What I loved about this is that he clearly recognized baptism for what it is: a symbolic ritual.
I think some people are turned off by the idea of baptism when it's presented as some kind of "magic water" that is going to make someone into a good person or a "Christian," whatever your definition of that is. Obviously that is not the case, and I can see how a person might be cynical if he or she was baptized and no longer believes in God.
But our priest didn't treat it like a magical ritual that was saving the soul of the child he was baptizing. He emphasized each of the symbols that we as humans use to indicate that we are welcoming a new person into our community. And then he made it clear that it is the responsibility of the community to teach this new member about our faith.
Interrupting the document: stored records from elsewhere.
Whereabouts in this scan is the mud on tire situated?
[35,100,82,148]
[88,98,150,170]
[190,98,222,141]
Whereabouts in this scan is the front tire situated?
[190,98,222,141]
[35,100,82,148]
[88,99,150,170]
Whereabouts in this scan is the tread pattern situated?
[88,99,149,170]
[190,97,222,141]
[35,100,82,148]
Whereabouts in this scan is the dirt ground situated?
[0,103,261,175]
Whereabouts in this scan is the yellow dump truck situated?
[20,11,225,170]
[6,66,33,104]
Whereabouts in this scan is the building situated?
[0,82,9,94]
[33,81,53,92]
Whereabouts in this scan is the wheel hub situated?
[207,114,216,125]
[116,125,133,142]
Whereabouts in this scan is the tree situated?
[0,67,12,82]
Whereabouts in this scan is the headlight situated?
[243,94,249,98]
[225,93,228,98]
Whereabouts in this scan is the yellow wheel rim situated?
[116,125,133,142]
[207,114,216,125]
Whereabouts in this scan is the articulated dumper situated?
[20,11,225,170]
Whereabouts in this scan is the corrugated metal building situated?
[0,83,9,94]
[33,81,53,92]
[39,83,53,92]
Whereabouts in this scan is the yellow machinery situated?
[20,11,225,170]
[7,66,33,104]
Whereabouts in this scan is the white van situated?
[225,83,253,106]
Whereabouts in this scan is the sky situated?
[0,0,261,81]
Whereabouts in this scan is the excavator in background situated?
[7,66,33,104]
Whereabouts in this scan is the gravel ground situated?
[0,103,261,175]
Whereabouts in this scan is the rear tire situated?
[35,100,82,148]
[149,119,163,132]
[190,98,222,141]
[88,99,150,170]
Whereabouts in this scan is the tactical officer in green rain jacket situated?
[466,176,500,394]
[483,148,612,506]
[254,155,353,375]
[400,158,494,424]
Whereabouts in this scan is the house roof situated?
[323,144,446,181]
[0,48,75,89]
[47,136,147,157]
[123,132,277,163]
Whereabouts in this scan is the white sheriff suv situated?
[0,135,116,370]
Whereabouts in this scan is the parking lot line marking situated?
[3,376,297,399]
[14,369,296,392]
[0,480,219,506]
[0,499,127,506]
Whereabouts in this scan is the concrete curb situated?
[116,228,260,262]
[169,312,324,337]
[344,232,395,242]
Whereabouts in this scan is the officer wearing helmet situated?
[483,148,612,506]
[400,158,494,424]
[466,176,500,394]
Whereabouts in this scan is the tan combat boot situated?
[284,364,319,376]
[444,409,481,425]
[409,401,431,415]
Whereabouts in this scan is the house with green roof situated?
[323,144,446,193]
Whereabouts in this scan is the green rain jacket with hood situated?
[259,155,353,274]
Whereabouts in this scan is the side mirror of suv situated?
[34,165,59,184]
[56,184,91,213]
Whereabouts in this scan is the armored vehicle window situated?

This is what I mean about our priest. He doesn't let us off the hook. He doesn't take the attitude that if you receive the sacraments and come to Mass every week, then you're good to go. He is much more concerned about how we interact with each other, how we treat each other and teach each other and everyone who is not part of our church community.
That resonated with me as someone who doesn't see the Christian life as a series of rules, but as a model of love for our time on earth.
Before I wrap this up, I want to share a great analogy I once heard about Catholic baptism. Someone wanted to know why we baptize babies (i.e., welcome them into the church) right after they're born, but if an adult wants to become a member of the church, they have to go through lots of classes.
This writer explained that when his daughter was born, he and his wife welcomed her into the family without question. She was dependent on them for her physical needs and also for learning about the world. On the other hand, when her daughter found a man she wanted to marry, they weren't ready to welcome him into the family without knowing anything about him first. He was an independent adult who could articulate his thoughts and beliefs. They wanted to take some time to get to know him and introduce him to their family before they could love him like a son.
And so it is with baptism: the Catholic church treats babies and adults differently.
In some faiths, I know, baptism is more of a declaration of your belief (at an age when you're able to do so) than a ritual to become part of a church community. How do you personally view baptism?